To contribute code or documentation, please submit a pull request; and please quickly get in touch with us before embarking on a more ambitious contribution.
Note: We appreciate your effort, and want to avoid a situation where a contribution requires extensive rework (by you or by us), sits in backlog for a long time, or cannot be accepted at all!
If you would like to implement a new feature, please raise an issue before sending a pull request so that the proposed feature can be discussed first. This is to avoid putting an effort on a feature that the project developers would not be able to accept into the code base.
If you would like to fix a bug, please raise an issue before sending a pull request so that the bug fix can be tracked properly.
The project maintainers use LGTM (Looks Good To Me) in comments on the code review to indicate acceptance.
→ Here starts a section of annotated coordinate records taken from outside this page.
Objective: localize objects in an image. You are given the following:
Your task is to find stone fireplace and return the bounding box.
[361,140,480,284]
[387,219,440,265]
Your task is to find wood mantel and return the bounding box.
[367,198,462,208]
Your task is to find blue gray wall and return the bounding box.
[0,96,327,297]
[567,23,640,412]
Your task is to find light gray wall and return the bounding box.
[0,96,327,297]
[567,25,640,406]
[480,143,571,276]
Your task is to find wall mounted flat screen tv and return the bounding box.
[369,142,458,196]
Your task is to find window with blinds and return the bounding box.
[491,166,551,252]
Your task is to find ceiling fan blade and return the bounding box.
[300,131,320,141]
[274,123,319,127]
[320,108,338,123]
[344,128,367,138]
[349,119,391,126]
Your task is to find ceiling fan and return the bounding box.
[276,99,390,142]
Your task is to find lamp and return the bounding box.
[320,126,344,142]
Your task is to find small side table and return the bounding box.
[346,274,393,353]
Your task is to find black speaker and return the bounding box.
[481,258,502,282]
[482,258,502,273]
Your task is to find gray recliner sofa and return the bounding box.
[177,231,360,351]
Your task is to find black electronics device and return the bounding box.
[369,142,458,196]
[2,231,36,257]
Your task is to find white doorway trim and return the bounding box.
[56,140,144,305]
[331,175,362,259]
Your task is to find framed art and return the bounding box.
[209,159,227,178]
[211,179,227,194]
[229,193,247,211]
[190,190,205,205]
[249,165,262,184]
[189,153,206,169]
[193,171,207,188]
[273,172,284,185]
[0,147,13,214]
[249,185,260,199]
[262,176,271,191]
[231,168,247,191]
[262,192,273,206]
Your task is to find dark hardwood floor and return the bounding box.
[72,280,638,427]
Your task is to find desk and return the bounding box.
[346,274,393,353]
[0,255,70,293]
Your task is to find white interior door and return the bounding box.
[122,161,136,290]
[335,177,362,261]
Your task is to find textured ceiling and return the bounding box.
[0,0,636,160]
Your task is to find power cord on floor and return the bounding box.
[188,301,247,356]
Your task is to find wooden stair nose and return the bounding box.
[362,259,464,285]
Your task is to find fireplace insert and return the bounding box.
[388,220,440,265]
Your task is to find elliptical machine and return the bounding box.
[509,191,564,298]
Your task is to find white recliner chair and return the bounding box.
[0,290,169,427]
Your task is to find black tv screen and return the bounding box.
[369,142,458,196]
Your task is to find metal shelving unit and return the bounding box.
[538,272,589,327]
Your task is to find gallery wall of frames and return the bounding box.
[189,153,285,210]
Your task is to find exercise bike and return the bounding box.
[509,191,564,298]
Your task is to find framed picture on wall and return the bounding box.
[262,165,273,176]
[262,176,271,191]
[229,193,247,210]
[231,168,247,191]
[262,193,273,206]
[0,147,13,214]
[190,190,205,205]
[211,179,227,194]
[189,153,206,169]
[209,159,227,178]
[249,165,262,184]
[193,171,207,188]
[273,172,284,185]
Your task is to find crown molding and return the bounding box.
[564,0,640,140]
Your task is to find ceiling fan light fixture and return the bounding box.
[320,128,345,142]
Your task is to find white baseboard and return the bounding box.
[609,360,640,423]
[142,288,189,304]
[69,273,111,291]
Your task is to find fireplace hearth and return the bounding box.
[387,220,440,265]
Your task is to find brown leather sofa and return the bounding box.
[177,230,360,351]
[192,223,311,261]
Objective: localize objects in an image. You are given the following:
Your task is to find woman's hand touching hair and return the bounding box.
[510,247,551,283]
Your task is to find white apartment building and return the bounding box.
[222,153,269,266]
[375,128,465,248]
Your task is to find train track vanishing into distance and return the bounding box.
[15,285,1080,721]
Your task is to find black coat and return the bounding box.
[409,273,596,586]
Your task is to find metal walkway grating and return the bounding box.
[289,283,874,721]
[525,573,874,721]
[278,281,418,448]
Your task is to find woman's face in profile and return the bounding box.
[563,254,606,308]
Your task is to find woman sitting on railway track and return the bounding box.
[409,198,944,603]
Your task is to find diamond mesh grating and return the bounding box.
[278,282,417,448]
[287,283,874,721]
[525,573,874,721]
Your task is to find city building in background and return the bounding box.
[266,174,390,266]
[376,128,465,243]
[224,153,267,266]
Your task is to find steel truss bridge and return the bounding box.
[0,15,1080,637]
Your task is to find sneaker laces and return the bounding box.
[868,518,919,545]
A change requires LGTMs from two of the maintainers of each component affected.
For a list of the maintainers, please see the maintainers page.
Each source file must include a license header for the Apache Software License 2.0. Using the SPDX format is the simplest approach. For example,
/*
Copyright <holder> All Rights Reserved.
SPDX-License-Identifier: Apache-2.0
*/
We have tried to make it as easy as possible to make contributions. This applies to how we handle the legal aspects of contribution. We use the same approach - the Developer's Certificate of Origin 1.1 (DCO) - that the Linux® Kernel community uses to manage code contributions.
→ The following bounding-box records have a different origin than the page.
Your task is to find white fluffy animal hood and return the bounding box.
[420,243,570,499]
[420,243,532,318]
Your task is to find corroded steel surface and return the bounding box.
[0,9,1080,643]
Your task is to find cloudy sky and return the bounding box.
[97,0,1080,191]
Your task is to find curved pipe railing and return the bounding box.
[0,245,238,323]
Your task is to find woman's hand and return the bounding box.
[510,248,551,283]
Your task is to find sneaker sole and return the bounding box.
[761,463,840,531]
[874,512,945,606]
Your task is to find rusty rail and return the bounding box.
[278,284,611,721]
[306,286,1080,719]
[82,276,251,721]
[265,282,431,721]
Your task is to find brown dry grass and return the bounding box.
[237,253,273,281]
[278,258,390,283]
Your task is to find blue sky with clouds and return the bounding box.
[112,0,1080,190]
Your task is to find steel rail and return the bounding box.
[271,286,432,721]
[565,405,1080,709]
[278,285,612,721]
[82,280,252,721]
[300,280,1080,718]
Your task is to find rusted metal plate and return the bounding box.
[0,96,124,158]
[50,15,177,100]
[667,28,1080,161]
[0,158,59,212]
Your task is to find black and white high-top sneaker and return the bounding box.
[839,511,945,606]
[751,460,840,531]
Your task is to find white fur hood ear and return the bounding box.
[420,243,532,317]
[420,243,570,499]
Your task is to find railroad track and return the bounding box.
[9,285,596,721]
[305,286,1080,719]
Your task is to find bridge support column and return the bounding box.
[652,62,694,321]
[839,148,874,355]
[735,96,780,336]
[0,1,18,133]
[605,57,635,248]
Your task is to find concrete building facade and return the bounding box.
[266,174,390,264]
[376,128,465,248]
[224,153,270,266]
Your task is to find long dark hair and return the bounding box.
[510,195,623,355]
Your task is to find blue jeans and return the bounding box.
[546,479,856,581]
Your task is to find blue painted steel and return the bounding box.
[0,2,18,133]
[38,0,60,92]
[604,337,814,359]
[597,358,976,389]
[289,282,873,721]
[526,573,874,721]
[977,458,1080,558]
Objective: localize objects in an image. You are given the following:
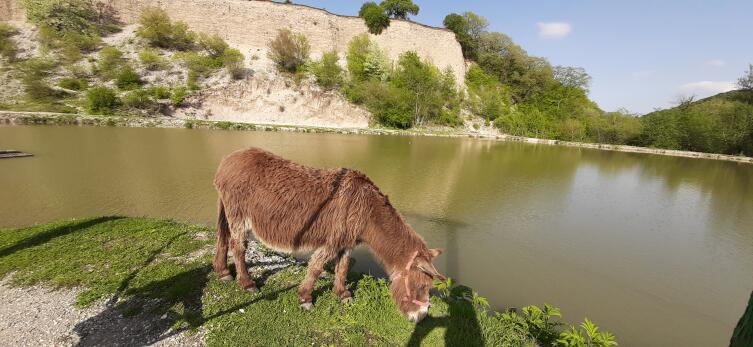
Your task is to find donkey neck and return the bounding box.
[363,205,426,275]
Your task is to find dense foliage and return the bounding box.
[636,90,753,156]
[380,0,419,19]
[268,29,311,73]
[345,35,461,129]
[311,51,345,90]
[358,2,390,35]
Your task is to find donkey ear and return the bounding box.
[429,248,442,259]
[416,258,447,282]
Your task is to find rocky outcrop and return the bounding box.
[0,0,465,84]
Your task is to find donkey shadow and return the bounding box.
[406,286,484,347]
[71,241,295,346]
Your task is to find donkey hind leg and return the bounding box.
[335,248,353,303]
[212,199,233,281]
[298,247,337,310]
[230,229,259,293]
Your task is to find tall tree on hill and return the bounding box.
[380,0,418,19]
[737,64,753,91]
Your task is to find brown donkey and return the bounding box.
[214,148,445,322]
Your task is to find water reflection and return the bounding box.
[0,127,753,346]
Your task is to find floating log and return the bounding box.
[0,149,33,159]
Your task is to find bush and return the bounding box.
[346,34,389,81]
[0,22,18,62]
[96,46,125,80]
[197,33,230,58]
[139,48,168,71]
[58,77,89,90]
[136,7,196,51]
[311,51,343,90]
[18,58,58,99]
[222,48,245,79]
[115,66,143,90]
[123,89,155,110]
[170,87,188,107]
[358,2,390,35]
[380,0,418,19]
[269,29,310,73]
[86,87,118,114]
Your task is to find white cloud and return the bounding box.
[680,81,736,98]
[536,22,573,39]
[631,70,656,79]
[706,59,727,67]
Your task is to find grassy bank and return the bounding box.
[0,217,616,346]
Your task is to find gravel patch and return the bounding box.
[0,241,303,346]
[0,276,204,346]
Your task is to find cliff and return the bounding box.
[0,0,465,84]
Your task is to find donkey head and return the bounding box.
[390,249,447,323]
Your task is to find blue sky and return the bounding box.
[294,0,753,113]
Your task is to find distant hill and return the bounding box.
[636,90,753,156]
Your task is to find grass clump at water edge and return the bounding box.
[0,217,609,346]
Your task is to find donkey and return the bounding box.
[213,148,446,323]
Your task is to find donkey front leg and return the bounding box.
[298,247,337,310]
[230,239,259,293]
[335,248,353,303]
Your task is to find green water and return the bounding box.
[0,126,753,346]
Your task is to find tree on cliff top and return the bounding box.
[381,0,418,19]
[737,64,753,91]
[358,2,390,35]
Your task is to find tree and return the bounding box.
[442,13,476,60]
[269,29,311,72]
[311,51,343,90]
[737,64,753,91]
[552,65,591,92]
[358,2,390,35]
[381,0,418,19]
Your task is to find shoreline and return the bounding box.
[0,111,753,164]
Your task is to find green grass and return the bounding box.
[0,217,604,346]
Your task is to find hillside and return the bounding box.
[0,0,465,128]
[635,90,753,156]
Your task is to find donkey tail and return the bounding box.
[212,198,230,276]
We simply ask that when submitting a patch for review, the developer must include a sign-off statement in the commit message.
Here is an example Signed-off-by line, which indicates that the submitter accepts the DCO:
Signed-off-by: John Doe <[email protected]>
You can include this automatically when you commit a change to your local git repository using the following command:
git commit -s
Please feel free to connect with us on our Slack channel or via email. Note that the projects in this repository are not formal products. As a result, the communication channels are to the maintainers and not to a support staff.
The documentation is a work in progress but should provide a good overview on how to get started with the project.
We follow the LLVM Coding standards in this project. There is a .clang-format
file in the master repo clang-format that can be used in conjunction with ClangFormat Tool to automatically format code. For linting,
we use Clang Tidy Linter. This is referenced in the Makefile.